If you want to be maximally conservative, you can absolutely limit chicory in the third trimester without any nutritional cost. There are plenty of alternatives: rooibos, mild grain coffees, herbal teas your OB approves, or just warm water with lemon. The ritual is replaceable. You’re not obligated to pick chicory.

But there is no clinical basis for requiring avoidance in the third trimester, and pregnant people in chicory-drinking cultures continue to drink it throughout pregnancy without documented problems.
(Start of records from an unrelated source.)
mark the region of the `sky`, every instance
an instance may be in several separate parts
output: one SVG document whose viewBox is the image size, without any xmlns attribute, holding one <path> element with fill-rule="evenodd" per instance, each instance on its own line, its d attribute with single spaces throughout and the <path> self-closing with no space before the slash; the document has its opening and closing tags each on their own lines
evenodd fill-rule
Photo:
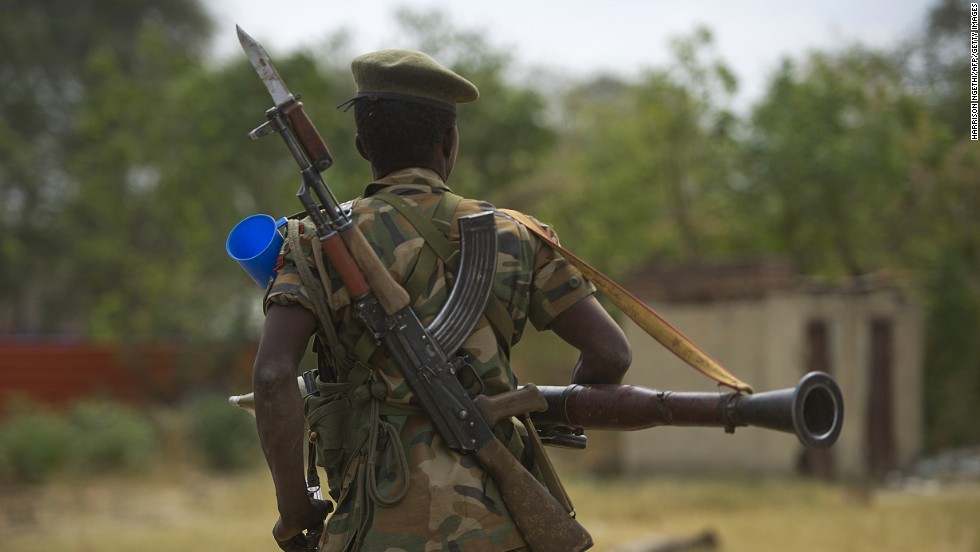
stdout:
<svg viewBox="0 0 980 552">
<path fill-rule="evenodd" d="M 533 74 L 629 78 L 670 60 L 672 37 L 699 25 L 739 78 L 736 104 L 760 98 L 785 57 L 860 43 L 889 48 L 916 34 L 936 0 L 204 0 L 218 24 L 215 55 L 241 55 L 239 24 L 270 54 L 315 46 L 346 30 L 354 54 L 401 48 L 395 10 L 438 9 L 455 26 L 481 32 Z"/>
</svg>

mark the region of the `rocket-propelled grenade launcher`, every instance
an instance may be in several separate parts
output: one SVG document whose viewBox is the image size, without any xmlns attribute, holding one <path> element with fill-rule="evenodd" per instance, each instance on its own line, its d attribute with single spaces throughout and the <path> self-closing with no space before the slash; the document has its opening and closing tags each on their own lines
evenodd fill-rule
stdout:
<svg viewBox="0 0 980 552">
<path fill-rule="evenodd" d="M 745 395 L 656 391 L 634 385 L 539 386 L 548 410 L 531 417 L 552 444 L 583 448 L 581 429 L 636 430 L 657 426 L 755 426 L 794 433 L 804 446 L 830 447 L 844 423 L 837 382 L 810 372 L 796 387 Z"/>
</svg>

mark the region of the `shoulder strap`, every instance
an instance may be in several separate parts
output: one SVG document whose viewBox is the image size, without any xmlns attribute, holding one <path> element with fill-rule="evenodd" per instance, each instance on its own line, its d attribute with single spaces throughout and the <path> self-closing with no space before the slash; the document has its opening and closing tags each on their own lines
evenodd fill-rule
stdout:
<svg viewBox="0 0 980 552">
<path fill-rule="evenodd" d="M 417 207 L 409 204 L 398 194 L 379 192 L 372 197 L 391 205 L 401 216 L 408 219 L 408 222 L 422 235 L 425 243 L 435 251 L 436 255 L 444 263 L 448 264 L 450 259 L 459 254 L 458 250 L 449 243 L 446 234 L 449 232 L 449 220 L 452 219 L 453 213 L 456 212 L 456 208 L 463 198 L 453 193 L 443 192 L 442 197 L 439 199 L 439 204 L 436 206 L 436 212 L 433 214 L 432 220 L 430 220 Z M 447 211 L 448 216 L 445 216 Z M 444 218 L 439 215 L 443 215 Z M 444 223 L 445 229 L 436 228 L 434 224 L 435 220 Z"/>
<path fill-rule="evenodd" d="M 303 254 L 303 246 L 299 238 L 299 226 L 300 221 L 296 219 L 289 219 L 287 222 L 286 237 L 289 240 L 289 249 L 293 252 L 293 262 L 296 264 L 296 271 L 299 272 L 299 278 L 303 282 L 303 286 L 309 290 L 310 302 L 313 303 L 313 313 L 320 323 L 320 331 L 317 332 L 317 338 L 325 342 L 324 344 L 328 348 L 327 352 L 333 358 L 334 363 L 337 366 L 342 366 L 345 363 L 344 348 L 337 338 L 337 330 L 334 328 L 333 321 L 330 319 L 330 311 L 326 303 L 325 294 L 329 292 L 330 288 L 323 283 L 326 282 L 327 275 L 321 261 L 322 252 L 314 245 L 313 257 L 317 262 L 320 272 L 320 281 L 317 281 L 313 276 L 313 271 L 310 269 L 310 263 L 306 259 L 306 255 Z M 320 351 L 318 351 L 318 355 L 319 353 Z"/>
<path fill-rule="evenodd" d="M 549 247 L 561 253 L 568 262 L 572 263 L 590 282 L 595 284 L 595 287 L 603 295 L 608 297 L 619 310 L 623 311 L 637 326 L 659 341 L 670 352 L 677 355 L 678 358 L 722 385 L 727 385 L 737 391 L 752 392 L 751 385 L 742 382 L 728 372 L 728 370 L 722 368 L 717 361 L 708 356 L 704 350 L 695 345 L 693 341 L 657 314 L 656 311 L 623 289 L 622 286 L 613 282 L 608 276 L 562 247 L 551 234 L 541 227 L 538 221 L 520 211 L 512 211 L 510 209 L 501 209 L 501 211 L 520 222 L 529 231 L 541 238 Z"/>
</svg>

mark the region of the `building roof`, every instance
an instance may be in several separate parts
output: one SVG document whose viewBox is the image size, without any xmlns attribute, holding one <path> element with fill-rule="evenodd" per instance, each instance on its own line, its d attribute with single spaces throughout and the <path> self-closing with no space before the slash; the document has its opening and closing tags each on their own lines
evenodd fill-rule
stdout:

If you’re not sure: the conservative approach

If you want a reasonable, low-risk protocol:

  1. Confirm with your OB or midwife. Mention it by name — “I’m thinking about drinking 1–2 cups of chicory coffee daily as a caffeine-free alternative.” Most will say fine.
  2. Start with a half cup for a few days to check GI tolerance.
  3. Pick a blend you trust. For many pregnant clients, I suggest blended herbal coffees like Teeccino because the chicory is blended with carob, barley, and dates, which lowers the inulin concentration per cup compared to pure chicory root preparations, while preserving a coffee-like experience. Pure chicory root (Leroux, Cafe du Monde’s Coffee with Chicory) is also fine but higher-inulin.
  4. Stay hydrated. Drink water alongside. Fiber + pregnancy + dehydration is a constipation setup.
  5. Pay attention to your body. If anything feels off, stop and check in with your clinician.
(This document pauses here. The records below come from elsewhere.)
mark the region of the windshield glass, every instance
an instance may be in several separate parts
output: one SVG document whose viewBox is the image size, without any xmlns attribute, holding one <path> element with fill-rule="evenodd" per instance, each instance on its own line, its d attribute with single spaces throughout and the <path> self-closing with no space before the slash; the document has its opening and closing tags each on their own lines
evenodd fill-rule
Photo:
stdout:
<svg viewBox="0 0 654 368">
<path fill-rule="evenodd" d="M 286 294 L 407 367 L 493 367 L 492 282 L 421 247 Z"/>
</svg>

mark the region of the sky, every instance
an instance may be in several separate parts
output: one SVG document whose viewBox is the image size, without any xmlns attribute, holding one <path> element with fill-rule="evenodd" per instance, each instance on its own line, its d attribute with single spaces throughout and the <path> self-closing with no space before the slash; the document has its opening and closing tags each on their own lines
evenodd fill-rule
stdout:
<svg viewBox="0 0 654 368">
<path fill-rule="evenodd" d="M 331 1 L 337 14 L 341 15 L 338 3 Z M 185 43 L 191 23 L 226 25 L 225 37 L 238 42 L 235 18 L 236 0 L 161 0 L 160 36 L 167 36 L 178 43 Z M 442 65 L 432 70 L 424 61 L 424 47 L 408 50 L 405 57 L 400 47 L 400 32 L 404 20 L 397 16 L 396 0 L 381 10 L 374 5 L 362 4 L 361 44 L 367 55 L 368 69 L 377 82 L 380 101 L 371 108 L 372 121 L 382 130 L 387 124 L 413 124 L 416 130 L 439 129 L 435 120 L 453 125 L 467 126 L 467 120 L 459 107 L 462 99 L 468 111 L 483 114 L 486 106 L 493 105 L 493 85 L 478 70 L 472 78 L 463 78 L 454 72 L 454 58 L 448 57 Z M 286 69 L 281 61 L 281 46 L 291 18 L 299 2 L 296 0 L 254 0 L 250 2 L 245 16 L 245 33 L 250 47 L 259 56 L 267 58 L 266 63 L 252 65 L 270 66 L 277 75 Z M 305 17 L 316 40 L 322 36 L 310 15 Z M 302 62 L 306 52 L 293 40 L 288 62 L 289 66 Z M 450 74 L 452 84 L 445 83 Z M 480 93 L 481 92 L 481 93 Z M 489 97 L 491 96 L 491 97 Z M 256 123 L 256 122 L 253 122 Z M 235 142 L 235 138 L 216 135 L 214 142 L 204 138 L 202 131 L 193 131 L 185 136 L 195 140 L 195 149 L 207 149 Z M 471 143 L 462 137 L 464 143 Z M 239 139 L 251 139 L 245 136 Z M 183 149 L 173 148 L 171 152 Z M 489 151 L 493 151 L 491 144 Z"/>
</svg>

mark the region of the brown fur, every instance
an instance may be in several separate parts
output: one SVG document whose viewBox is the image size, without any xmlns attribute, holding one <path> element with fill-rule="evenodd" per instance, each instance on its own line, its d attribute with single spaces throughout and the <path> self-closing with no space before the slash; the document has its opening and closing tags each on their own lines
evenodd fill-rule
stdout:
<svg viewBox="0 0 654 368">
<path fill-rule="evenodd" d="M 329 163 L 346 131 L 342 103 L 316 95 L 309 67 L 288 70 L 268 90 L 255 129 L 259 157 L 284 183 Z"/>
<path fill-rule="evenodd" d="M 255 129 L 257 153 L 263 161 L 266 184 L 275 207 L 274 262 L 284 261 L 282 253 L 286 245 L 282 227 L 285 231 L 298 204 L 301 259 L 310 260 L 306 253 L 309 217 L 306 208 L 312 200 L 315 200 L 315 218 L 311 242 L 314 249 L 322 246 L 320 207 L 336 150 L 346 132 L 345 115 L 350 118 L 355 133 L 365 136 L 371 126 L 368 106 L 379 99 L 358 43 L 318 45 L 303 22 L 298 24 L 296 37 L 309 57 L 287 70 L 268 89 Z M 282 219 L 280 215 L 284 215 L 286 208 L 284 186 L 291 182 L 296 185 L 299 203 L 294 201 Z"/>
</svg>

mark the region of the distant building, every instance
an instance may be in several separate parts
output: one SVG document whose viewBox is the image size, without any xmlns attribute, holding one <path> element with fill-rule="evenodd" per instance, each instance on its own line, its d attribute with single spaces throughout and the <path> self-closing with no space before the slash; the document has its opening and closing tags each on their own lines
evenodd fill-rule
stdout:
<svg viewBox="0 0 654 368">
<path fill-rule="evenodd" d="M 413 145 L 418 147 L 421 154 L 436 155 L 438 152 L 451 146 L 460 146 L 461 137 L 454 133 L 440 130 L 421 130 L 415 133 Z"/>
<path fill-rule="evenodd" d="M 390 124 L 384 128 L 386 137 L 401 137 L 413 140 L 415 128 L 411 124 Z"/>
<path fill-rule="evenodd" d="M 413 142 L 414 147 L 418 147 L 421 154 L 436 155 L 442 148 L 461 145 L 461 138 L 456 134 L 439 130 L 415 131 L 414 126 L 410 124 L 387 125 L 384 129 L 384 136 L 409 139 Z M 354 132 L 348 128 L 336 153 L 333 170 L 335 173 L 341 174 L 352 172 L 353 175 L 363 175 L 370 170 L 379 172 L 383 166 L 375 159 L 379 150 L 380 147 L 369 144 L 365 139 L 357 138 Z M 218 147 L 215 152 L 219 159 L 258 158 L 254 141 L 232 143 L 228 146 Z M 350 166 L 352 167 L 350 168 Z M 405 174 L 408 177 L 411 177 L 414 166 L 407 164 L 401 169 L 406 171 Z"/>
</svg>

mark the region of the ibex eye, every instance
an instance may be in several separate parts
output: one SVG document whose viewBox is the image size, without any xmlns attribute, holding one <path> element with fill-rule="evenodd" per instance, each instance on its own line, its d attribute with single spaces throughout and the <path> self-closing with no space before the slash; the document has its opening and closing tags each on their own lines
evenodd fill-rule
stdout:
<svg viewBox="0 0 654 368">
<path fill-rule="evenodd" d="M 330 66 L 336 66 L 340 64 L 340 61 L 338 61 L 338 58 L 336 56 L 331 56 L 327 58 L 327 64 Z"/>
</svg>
For the broader picture of caffeine-free drinks in pregnancy, see safe alternatives in pregnancy. For the specific question of mushroom coffee and pregnancy, see can you drink mushroom coffee while pregnant.

Sources & further reading

  1. Cichorium intybus: Traditional uses, phytochemistry, pharmacology, and toxicologyEvidence-Based Complementary and Alternative Medicine
  2. ACOG Committee Opinion: Moderate Caffeine Consumption During PregnancyAmerican College of Obstetricians and Gynecologists
  3. Inulin-type fructans in the gastrointestinal tract of pregnant womenEuropean Journal of Nutrition

Reader conversation (5)

We read every response. Selected reader notes below.

  1. Bethany L.

    Thank you for actually addressing the “uterine stimulant” claim. I had been avoiding chicory for 5 months over an Instagram comment. My OB laughed when I asked her about it — said she drinks Teeccino herself.

  2. Laura J. · Nashville

    Second trimester here, and I’ve been drinking a cup of Teeccino French Roast every morning since week 8. No issues, talked to my midwife in week 12, she was fine with it. The ritual replacement mattered more than I expected.

  3. Dr. Renata F.

    Thoughtful article. As an OB, I would add that the conservative “avoid in pregnancy” advice from some sources tends to bundle all herbal products together, which isn’t the same as evaluating roasted chicory root specifically. The blanket caution is usually applied to herbal tinctures and supplements, not culinary use.

    Editor reply · Dr. Jordan Park, RD

    Exactly the distinction I was hoping to draw out — thank you for underlining it. The pharmacology of a concentrated tincture is very different from a cup of brewed roasted root, and the advice shouldn’t treat them the same.

  4. Maria T.

    The tip about starting with half a cup for GI tolerance was helpful. I tried a full cup on an empty stomach the first day and the bloating was not great. Scaled back for a week and now I do fine with a full cup with breakfast.

  5. Yuki H. · Seattle

    Third trimester and I switched to pure rooibos on the conservative end. No complaints, but I do miss the coffee ritual. Probably going back to chicory once baby is here.